O relatório da Comissão Independente sobre os incêndios ocorridos em Junho passado é um documento de grande qualidade, profundidade e rigor. Como todos os relatórios científicos necessita de ser lido com atenção e tempo, não se compadecendo com leituras em diagonal como as que foram feitas pelo PSD e pelo CDS que o comentaram pouco tempo depois de ser publicado.
O relatório obedece a uma metodologia rigorosa e possui um índice detalhado que orienta e facilita a sua leitura, sendo antecedido por um sumário executivo cuja leitura bastou a alguns políticos e comentadores para se sentirem habilitados a sobre ele ditarem sentenças.
Do lado dos media, salvo raras excepções, o relatório foi divulgado através de excertos quase sempre descontextualizados destinados a provar a tese de cada sobre as responsabilidades da tragédia de Pedrógão.
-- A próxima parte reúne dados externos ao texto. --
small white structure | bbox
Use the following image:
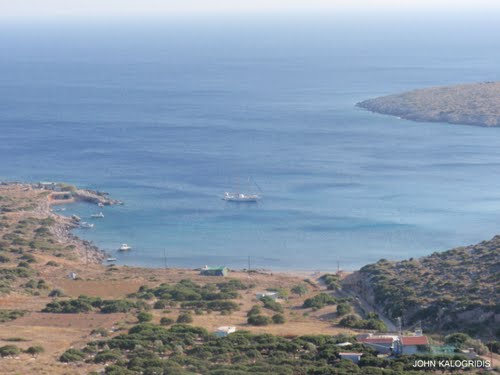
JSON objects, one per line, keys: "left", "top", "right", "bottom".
{"left": 68, "top": 272, "right": 77, "bottom": 280}
{"left": 256, "top": 292, "right": 278, "bottom": 301}
{"left": 339, "top": 352, "right": 364, "bottom": 364}
{"left": 336, "top": 342, "right": 353, "bottom": 347}
{"left": 215, "top": 326, "right": 237, "bottom": 337}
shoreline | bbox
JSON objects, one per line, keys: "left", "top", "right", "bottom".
{"left": 6, "top": 181, "right": 337, "bottom": 277}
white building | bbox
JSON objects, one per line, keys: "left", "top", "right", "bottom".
{"left": 255, "top": 292, "right": 279, "bottom": 301}
{"left": 215, "top": 326, "right": 237, "bottom": 337}
{"left": 339, "top": 352, "right": 364, "bottom": 364}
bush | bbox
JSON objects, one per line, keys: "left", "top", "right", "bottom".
{"left": 260, "top": 296, "right": 283, "bottom": 313}
{"left": 0, "top": 254, "right": 9, "bottom": 263}
{"left": 0, "top": 345, "right": 20, "bottom": 358}
{"left": 339, "top": 314, "right": 387, "bottom": 331}
{"left": 94, "top": 350, "right": 121, "bottom": 363}
{"left": 160, "top": 317, "right": 174, "bottom": 326}
{"left": 336, "top": 302, "right": 352, "bottom": 316}
{"left": 137, "top": 311, "right": 153, "bottom": 323}
{"left": 176, "top": 313, "right": 193, "bottom": 323}
{"left": 153, "top": 300, "right": 167, "bottom": 309}
{"left": 46, "top": 260, "right": 59, "bottom": 267}
{"left": 291, "top": 284, "right": 308, "bottom": 296}
{"left": 247, "top": 305, "right": 261, "bottom": 317}
{"left": 247, "top": 314, "right": 271, "bottom": 326}
{"left": 100, "top": 300, "right": 136, "bottom": 314}
{"left": 0, "top": 309, "right": 25, "bottom": 323}
{"left": 303, "top": 293, "right": 336, "bottom": 309}
{"left": 272, "top": 313, "right": 286, "bottom": 324}
{"left": 48, "top": 288, "right": 65, "bottom": 297}
{"left": 25, "top": 345, "right": 44, "bottom": 358}
{"left": 91, "top": 327, "right": 109, "bottom": 337}
{"left": 59, "top": 348, "right": 86, "bottom": 362}
{"left": 319, "top": 274, "right": 340, "bottom": 290}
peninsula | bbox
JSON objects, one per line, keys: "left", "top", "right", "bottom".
{"left": 357, "top": 81, "right": 500, "bottom": 127}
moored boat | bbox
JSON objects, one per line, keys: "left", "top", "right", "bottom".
{"left": 118, "top": 243, "right": 131, "bottom": 251}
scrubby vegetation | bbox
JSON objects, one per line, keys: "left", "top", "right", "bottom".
{"left": 0, "top": 309, "right": 25, "bottom": 323}
{"left": 358, "top": 81, "right": 500, "bottom": 127}
{"left": 303, "top": 293, "right": 337, "bottom": 310}
{"left": 354, "top": 236, "right": 500, "bottom": 337}
{"left": 339, "top": 313, "right": 388, "bottom": 332}
{"left": 59, "top": 323, "right": 481, "bottom": 374}
{"left": 42, "top": 296, "right": 138, "bottom": 314}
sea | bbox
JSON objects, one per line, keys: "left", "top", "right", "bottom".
{"left": 1, "top": 12, "right": 500, "bottom": 271}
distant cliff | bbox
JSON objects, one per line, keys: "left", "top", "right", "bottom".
{"left": 344, "top": 236, "right": 500, "bottom": 335}
{"left": 358, "top": 81, "right": 500, "bottom": 127}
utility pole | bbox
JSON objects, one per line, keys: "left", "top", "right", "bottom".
{"left": 163, "top": 249, "right": 167, "bottom": 269}
{"left": 247, "top": 256, "right": 251, "bottom": 272}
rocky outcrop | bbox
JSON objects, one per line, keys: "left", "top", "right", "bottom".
{"left": 358, "top": 81, "right": 500, "bottom": 127}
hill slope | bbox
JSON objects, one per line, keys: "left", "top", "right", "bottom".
{"left": 345, "top": 236, "right": 500, "bottom": 337}
{"left": 358, "top": 81, "right": 500, "bottom": 127}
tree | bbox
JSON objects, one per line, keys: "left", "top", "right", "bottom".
{"left": 137, "top": 311, "right": 153, "bottom": 323}
{"left": 0, "top": 345, "right": 20, "bottom": 358}
{"left": 272, "top": 313, "right": 286, "bottom": 324}
{"left": 247, "top": 314, "right": 271, "bottom": 326}
{"left": 291, "top": 284, "right": 308, "bottom": 296}
{"left": 25, "top": 345, "right": 44, "bottom": 358}
{"left": 336, "top": 302, "right": 351, "bottom": 316}
{"left": 176, "top": 313, "right": 193, "bottom": 323}
{"left": 59, "top": 348, "right": 86, "bottom": 362}
{"left": 160, "top": 317, "right": 174, "bottom": 326}
{"left": 48, "top": 288, "right": 65, "bottom": 297}
{"left": 247, "top": 305, "right": 261, "bottom": 317}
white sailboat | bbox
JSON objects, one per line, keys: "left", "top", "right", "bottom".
{"left": 118, "top": 243, "right": 131, "bottom": 251}
{"left": 223, "top": 177, "right": 261, "bottom": 202}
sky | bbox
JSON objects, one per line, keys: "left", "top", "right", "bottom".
{"left": 1, "top": 0, "right": 500, "bottom": 19}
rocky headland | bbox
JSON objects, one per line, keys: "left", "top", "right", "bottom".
{"left": 358, "top": 81, "right": 500, "bottom": 127}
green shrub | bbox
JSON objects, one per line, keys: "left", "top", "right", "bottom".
{"left": 59, "top": 348, "right": 86, "bottom": 362}
{"left": 303, "top": 293, "right": 336, "bottom": 309}
{"left": 0, "top": 309, "right": 25, "bottom": 322}
{"left": 247, "top": 305, "right": 261, "bottom": 317}
{"left": 160, "top": 317, "right": 174, "bottom": 326}
{"left": 272, "top": 313, "right": 286, "bottom": 324}
{"left": 94, "top": 350, "right": 121, "bottom": 363}
{"left": 137, "top": 311, "right": 153, "bottom": 323}
{"left": 48, "top": 288, "right": 65, "bottom": 297}
{"left": 176, "top": 313, "right": 193, "bottom": 323}
{"left": 260, "top": 296, "right": 283, "bottom": 313}
{"left": 247, "top": 314, "right": 271, "bottom": 326}
{"left": 0, "top": 345, "right": 20, "bottom": 358}
{"left": 25, "top": 345, "right": 44, "bottom": 358}
{"left": 336, "top": 302, "right": 352, "bottom": 316}
{"left": 291, "top": 284, "right": 308, "bottom": 296}
{"left": 100, "top": 300, "right": 136, "bottom": 314}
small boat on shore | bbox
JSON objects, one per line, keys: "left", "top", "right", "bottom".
{"left": 106, "top": 257, "right": 117, "bottom": 262}
{"left": 91, "top": 212, "right": 104, "bottom": 218}
{"left": 118, "top": 243, "right": 131, "bottom": 251}
{"left": 80, "top": 222, "right": 94, "bottom": 229}
{"left": 98, "top": 202, "right": 104, "bottom": 207}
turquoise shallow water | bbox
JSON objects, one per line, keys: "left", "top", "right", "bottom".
{"left": 2, "top": 14, "right": 500, "bottom": 270}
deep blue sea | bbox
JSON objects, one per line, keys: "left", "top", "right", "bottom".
{"left": 1, "top": 13, "right": 500, "bottom": 270}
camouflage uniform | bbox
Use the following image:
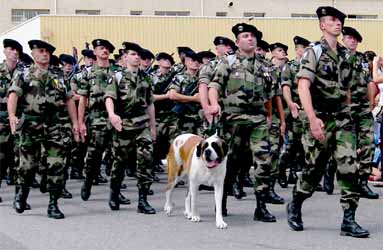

Ora, o relatório merece ser analisado para além da procura de culpados porque ele mostra à exaustão que eles são em primeiro lugar os presidentes e os governos que ao longo dos anos não foram capazes nem de identificar os problemas com a profundidade com que este relatório o faz nem, muito menos, encontrar e aplicar as soluções que se impunham.
Para os partidos da oposição e para alguns jornalistas parece que a consequência mais importante, quiçá a única que lhes interessa, é a demissão da ministra, como se o resto – o deficit de conhecimento, a qualificação e fixação de perfis profissionais adequados às diversas funções – fossem questões acessórias.
Sem prejuízo das falhas humanas apontadas no relatório, o incêndio de Pedrogão Grande é, segundo os peritos:
“um exemplo e um aviso de como os sistemas atuais de combate a incêndios não estão preparados para enfrentar um novo problema com raiz nas alterações climáticas. Este incêndio tornou esse problema evidente, pelo que urge entender o fenómeno e adaptar as estruturas de proteção civil para adquirir capacidade de antecipação e planeamento face ao mesmo (…) .” (pág. 12)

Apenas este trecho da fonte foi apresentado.